AGT indicated to IITA that it was open to other research products but wanted to be involved at an early stage. This is what we call a demand-driven research agenda where the consumer is sure of getting research products through private sector involvement. We are now backstopping a socioeconomic study looking at full commercialization of our nurseries in Uganda and Rwanda. At present AGT sells mainly through NGOs and institutions. Direct marketing to farmers would be better.
What lessons have you learned from the partnership with IITA and others?
It is great that research organizations such as IITA have realized the role of private sector involvement in agricultural research and in the product value chain. Such partnerships are relatively new and we still have much to accomplish. Personally, I feel many governments and international research institutions, even IITA, are working too much for the donors, not the farmers. We should tell the donors what needs to be funded. More impact assessment is needed on some research products.
Any suggestions for future collaboration or collaborators?
I hope IITA can do more demand-driven research by including the private sector in the development of research products as early as possible with specific roles for each partner clearly defined.
What do you think makes AGT successful?
I have a professional approach and commitment, with many years of experience in agriculture and entrepreneurship and good relationships, local and international. AGT started when diseases such as banana bacterial wilt and coffee were at their peak, so I was in the right place at the right time.
How else could development organizations and private entities such as AGT help farmers and consumers?
AGT is getting farmers involved in production, distribution, and training by establishing banana nurseries and demonstration gardens owned by local farmers. The farmer then becomes the AGT distributor for that community and the nursery the focal point for training others in modern agricultural practices.
What is your dream for Uganda?
Uganda is the second largest producer but seventy-fifth in banana exports. The Government and all development partners should industrialize this crop and thus lift many out of poverty.
Any thoughts about the world food crisis, food security, GMOs, or development in general?
African countries are the poorest in the world today with many problems. We urgently need biotechnology tools, including GMOs, to address problems. We should not waste time blaming others for creating poverty and hunger but make efforts ourselves to get out of the rut. I still have far to go but I am contributing to the well being of farmers in Uganda and the whole region.



In Asia, when TC banana plantlets were first introduced some years ago, it met with a lot resistance from local farmers. How will AGT/IITA overcome such resistance in Africa?
Also, the statement “AGT is getting farmers involved in production, distribution, and training by establishing banana nurseries and demonstration gardens owned by local farmers. The farmer then becomes the AGT distributor for that community and the nursery the focal point for training others in modern agricultural practices.” But wouldn’t this be counterproductive in the long-term since farmers remain only as “distributors” for AGT? Wouldn’t this tie all farmers down to AGT and, theoretically, subject to its pricing and supply “whims”? What if AGT collapses? What happens to the farmers then?

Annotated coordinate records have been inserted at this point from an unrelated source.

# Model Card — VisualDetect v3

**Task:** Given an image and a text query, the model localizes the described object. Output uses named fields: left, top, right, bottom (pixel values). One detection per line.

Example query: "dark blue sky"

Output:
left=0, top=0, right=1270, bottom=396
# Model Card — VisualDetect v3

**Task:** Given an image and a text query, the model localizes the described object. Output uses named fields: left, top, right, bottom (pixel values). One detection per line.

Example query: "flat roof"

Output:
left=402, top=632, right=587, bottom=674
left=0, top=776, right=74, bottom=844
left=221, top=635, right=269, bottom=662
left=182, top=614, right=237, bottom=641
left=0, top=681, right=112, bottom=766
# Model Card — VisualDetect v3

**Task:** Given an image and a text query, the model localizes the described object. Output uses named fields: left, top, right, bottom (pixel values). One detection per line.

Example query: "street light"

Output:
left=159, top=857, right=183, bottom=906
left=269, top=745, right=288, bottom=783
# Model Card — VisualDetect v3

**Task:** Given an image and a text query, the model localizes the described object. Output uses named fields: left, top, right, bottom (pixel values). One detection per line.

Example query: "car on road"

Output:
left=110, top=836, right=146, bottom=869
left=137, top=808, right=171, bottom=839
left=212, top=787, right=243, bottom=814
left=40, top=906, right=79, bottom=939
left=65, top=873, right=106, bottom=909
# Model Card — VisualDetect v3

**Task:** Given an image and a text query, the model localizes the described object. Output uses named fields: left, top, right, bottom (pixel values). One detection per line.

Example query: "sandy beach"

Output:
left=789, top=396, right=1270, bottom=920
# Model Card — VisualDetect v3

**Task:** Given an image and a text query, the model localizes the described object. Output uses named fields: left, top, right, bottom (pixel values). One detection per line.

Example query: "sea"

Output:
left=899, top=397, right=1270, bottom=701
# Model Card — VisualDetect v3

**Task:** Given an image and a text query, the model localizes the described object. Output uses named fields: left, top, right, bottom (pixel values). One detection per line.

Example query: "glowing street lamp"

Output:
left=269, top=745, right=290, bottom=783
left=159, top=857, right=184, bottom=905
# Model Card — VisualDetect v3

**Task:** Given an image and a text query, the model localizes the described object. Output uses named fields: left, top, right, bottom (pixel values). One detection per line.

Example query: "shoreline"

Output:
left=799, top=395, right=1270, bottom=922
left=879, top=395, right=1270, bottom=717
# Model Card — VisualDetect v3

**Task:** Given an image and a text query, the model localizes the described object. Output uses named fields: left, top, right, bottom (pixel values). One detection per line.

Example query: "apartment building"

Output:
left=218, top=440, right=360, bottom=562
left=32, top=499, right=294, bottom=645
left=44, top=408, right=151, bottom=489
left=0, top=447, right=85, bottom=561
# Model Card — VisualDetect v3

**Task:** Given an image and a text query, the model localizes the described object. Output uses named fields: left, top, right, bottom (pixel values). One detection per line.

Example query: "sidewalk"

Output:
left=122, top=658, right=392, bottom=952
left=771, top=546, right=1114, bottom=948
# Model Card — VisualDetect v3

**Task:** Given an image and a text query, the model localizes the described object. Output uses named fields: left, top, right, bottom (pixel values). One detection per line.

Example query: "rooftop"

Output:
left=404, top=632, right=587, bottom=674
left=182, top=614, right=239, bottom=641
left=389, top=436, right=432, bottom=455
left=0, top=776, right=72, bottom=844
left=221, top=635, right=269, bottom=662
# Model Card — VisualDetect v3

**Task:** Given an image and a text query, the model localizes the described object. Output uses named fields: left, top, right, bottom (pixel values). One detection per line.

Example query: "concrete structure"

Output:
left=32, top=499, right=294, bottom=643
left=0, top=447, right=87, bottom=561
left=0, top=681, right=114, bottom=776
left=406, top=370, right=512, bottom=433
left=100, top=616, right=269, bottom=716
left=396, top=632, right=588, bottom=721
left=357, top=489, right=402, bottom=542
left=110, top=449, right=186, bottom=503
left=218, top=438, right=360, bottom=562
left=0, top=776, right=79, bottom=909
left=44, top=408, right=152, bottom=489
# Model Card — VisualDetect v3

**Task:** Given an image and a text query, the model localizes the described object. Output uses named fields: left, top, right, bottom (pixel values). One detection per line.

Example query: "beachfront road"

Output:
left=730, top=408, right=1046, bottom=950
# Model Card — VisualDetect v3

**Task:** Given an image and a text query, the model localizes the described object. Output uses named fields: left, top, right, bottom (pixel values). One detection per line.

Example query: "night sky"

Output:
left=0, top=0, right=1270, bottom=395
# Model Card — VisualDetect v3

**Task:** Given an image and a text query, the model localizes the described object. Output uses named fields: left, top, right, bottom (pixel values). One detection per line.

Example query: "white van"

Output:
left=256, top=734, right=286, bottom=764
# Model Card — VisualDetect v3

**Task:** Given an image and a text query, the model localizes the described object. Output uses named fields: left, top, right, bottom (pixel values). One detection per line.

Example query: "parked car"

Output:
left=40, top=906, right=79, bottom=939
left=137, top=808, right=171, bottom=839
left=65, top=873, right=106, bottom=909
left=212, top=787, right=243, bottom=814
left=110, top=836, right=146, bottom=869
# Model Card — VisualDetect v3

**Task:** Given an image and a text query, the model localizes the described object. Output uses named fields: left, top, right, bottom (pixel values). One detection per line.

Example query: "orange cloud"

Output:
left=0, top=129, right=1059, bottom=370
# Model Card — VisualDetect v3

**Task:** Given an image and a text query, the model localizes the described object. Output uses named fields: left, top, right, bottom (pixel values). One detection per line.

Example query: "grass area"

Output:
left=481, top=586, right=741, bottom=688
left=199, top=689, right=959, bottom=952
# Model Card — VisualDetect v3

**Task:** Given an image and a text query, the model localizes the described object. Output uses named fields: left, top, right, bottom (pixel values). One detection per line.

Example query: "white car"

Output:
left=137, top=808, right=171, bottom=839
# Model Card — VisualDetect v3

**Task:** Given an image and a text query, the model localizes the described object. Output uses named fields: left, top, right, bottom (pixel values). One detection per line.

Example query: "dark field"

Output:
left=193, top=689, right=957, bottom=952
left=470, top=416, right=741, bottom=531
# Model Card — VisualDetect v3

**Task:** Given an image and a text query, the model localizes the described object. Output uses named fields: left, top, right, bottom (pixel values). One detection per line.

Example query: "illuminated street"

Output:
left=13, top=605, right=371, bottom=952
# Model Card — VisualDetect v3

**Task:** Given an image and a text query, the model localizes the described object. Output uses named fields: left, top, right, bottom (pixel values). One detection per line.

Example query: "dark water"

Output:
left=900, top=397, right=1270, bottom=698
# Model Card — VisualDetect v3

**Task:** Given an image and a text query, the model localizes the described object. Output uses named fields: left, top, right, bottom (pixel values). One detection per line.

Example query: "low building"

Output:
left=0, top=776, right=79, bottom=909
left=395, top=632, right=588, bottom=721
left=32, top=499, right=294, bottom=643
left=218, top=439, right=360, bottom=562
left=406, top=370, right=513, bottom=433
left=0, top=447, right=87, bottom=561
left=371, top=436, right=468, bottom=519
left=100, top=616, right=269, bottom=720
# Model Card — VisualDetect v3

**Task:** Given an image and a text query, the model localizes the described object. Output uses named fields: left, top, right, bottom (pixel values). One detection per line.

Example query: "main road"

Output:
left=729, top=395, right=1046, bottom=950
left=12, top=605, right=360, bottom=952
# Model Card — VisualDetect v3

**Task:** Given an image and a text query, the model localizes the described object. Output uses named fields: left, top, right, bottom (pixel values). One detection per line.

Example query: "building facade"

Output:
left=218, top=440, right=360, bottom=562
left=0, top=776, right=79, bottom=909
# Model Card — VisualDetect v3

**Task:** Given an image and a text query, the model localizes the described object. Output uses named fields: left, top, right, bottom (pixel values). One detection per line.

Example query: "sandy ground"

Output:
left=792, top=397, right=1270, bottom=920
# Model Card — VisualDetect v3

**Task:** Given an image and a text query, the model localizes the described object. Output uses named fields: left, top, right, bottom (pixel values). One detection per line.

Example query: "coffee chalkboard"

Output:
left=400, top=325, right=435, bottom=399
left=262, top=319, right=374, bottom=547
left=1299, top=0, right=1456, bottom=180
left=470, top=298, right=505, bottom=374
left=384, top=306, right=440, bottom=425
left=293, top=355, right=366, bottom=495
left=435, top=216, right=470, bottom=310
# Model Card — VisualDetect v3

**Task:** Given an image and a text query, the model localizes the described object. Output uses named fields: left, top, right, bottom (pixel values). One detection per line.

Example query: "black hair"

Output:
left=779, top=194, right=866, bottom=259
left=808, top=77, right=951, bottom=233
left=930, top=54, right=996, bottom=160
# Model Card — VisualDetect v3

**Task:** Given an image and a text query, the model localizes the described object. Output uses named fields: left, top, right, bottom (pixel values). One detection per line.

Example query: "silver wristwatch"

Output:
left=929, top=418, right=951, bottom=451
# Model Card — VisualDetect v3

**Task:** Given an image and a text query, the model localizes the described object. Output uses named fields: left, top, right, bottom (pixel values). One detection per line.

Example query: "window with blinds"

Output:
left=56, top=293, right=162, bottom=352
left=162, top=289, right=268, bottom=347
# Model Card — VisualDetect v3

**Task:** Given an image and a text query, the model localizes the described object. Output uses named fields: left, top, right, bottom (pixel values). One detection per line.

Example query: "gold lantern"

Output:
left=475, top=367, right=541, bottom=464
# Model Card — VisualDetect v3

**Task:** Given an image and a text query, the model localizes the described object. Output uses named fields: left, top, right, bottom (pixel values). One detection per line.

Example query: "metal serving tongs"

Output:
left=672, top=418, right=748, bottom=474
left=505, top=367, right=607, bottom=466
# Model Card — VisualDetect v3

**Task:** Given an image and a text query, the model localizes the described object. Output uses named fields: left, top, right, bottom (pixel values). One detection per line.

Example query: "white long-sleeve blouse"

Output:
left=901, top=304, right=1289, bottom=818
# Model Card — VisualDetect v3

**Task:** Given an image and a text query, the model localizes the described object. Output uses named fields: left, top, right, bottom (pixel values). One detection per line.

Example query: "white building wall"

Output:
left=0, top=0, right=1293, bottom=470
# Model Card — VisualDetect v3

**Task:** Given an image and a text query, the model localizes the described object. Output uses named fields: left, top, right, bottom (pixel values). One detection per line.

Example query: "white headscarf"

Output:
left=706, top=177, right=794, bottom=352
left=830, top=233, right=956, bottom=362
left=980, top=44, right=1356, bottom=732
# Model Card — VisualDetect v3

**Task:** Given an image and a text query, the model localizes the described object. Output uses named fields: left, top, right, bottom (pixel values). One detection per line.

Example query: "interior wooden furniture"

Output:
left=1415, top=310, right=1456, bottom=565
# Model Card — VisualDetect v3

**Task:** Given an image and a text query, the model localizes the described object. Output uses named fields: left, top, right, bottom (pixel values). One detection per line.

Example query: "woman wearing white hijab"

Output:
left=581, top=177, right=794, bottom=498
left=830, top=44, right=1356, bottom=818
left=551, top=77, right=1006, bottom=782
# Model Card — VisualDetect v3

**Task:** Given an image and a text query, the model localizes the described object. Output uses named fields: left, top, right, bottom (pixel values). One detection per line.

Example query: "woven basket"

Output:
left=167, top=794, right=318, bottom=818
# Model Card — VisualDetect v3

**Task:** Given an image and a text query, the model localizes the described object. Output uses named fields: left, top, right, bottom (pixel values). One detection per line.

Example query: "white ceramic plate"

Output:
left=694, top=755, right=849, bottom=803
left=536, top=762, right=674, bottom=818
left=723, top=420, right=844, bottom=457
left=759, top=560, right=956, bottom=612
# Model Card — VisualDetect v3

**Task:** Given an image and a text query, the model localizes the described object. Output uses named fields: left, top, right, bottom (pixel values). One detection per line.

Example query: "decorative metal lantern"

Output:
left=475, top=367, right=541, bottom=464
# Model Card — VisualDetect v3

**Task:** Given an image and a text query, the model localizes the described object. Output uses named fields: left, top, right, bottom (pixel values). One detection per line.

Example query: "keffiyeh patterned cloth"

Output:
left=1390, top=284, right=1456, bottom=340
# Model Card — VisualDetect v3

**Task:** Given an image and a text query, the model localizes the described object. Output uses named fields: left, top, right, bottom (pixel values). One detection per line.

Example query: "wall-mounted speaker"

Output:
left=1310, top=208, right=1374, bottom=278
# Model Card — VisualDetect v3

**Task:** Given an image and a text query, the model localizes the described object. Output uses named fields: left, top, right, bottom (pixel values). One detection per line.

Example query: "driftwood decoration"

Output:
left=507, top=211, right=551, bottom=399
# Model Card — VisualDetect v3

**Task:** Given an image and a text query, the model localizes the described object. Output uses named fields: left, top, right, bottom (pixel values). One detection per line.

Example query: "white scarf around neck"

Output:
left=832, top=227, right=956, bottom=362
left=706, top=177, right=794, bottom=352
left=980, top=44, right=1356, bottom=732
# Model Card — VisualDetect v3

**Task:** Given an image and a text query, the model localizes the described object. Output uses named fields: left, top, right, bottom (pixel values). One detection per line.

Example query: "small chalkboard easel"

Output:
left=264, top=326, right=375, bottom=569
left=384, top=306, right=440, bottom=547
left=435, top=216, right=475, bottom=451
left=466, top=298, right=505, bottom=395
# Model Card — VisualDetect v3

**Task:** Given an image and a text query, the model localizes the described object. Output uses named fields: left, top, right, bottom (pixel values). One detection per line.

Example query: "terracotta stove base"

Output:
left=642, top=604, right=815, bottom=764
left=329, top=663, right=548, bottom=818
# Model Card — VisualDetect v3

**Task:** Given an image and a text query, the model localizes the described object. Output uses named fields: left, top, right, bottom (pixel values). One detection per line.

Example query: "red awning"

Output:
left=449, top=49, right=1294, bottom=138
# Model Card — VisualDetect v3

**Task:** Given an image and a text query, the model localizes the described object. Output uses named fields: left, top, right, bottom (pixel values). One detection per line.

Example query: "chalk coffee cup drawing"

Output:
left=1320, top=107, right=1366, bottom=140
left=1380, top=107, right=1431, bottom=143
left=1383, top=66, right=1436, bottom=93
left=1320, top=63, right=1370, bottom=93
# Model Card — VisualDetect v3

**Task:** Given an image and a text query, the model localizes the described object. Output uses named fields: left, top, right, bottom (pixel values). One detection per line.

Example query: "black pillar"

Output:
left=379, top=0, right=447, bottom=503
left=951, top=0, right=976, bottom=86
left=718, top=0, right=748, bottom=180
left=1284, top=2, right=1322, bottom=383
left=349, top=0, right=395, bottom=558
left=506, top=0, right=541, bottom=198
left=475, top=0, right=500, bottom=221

When do you hope to replicate the “AGT Model” to other crops in other parts of the African continent. Also do you have any mechanism to protect the local farmer from profiteering by these private sector operators.
I agree with Stella Salvadore, having farmers “participate” through trials on their fellow farmers field is not always a recipe for success and I am curious about the statement in the story. Would it be possible for the authors perhaps to run a parallel story on the engagement (IITA, Private Sector, Farmers)? Such lessons are invaluable and still do not seem to be coming through from large institutions such as IITA. At the end of the day - it will be the farmers to judge your technology. And despite the “localness” of this - there will be wider lessons for all the rest of us in other countries to adopt. Kudos on the good website.